Book Read Free

Thirty-Nine Steps from Baker Street

Page 43

by J. R. Trtek


  As I approached my door, I saw Miss Lamington in her blue dress and apron with white cap, dossiers in her arms. Her cap was slightly askew, slanting down on her left side, a gesture that had always been a signal that she wished to convey something of substance to me in private.

  “You have more profiles for me?” I said, uttering the oft repeated phrase in a wooden voice.

  “Why, yes,” she said. “If, however, another time would be more convenient—”

  “No,” I insisted, opening the door and stepping aside to let her pass. “The present time is acceptable.
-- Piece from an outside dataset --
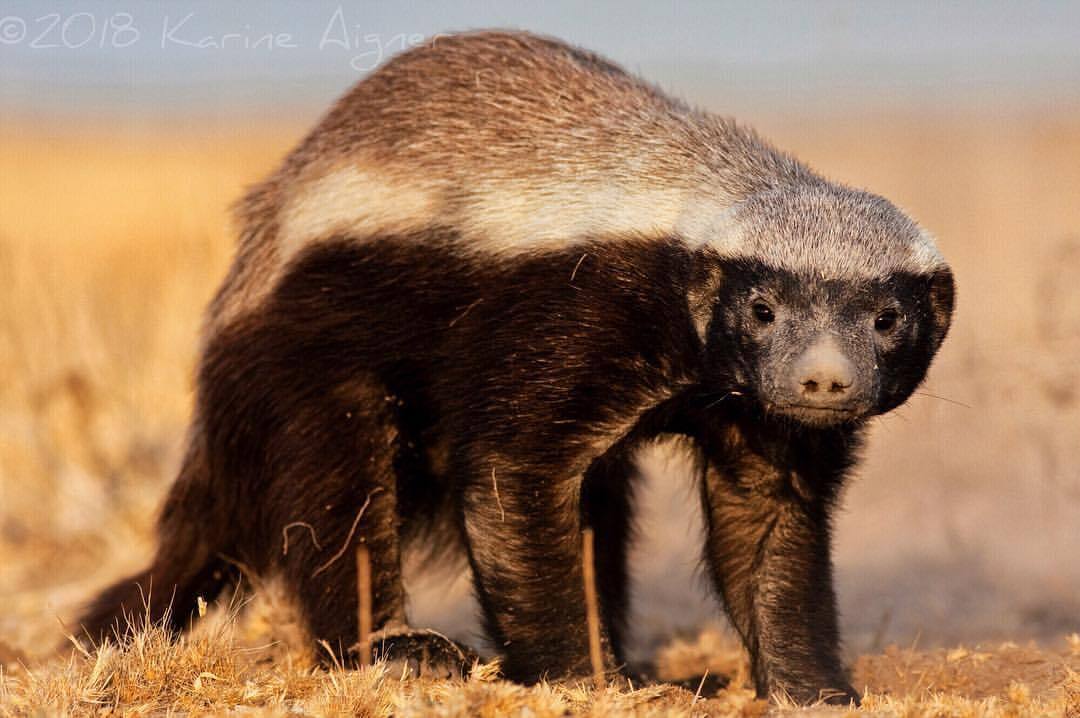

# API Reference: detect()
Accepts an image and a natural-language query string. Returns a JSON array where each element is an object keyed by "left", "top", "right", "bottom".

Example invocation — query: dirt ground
[{"left": 0, "top": 110, "right": 1080, "bottom": 716}]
There is also a matter I wish to discuss with you.”

  The young woman entered. I followed and closed the office door before walking round to my desk chair as she sat down in a chair facing me.

  “Something is wrong,” Miss Lamington said at once, holding the dossiers in her lap.

  “I will be leaving Isham soon,” I told her. “Moxon Ivery having been identified as our German spy, Sherlock Holmes now wishes me to return to London to pursue another matter with him.”

  “So I had been informed earlier today.”

  I looked at her earnest face and added, “I should tell you as well that I have evidence that removes your cousin, Mr. Wake, from consideration as a possible accomplice to Ivery.”

  Miss Lamington nodded. “I knew he could not be involved,” she said, “but there was no proof. I will not ask you to share more of that information with me, but I thank you for telling me of its existence.”

  “I am glad that the matter has been resolved in the manner that it has.” I considered telling her of Wake’s decision to join the Labour Corps, but remembering his desire that it remain secret until he himself revealed it to others, I said nothing.

  “Will you then tell me what bothers you so?” Miss Lamington enquired as she rose from her chair.

  “Why, I regret having to leave Isham, of course.”

  “I am sure that is the case, Colonel, but I am also quite certain that there is a greater trouble gnawing your soul at this moment.”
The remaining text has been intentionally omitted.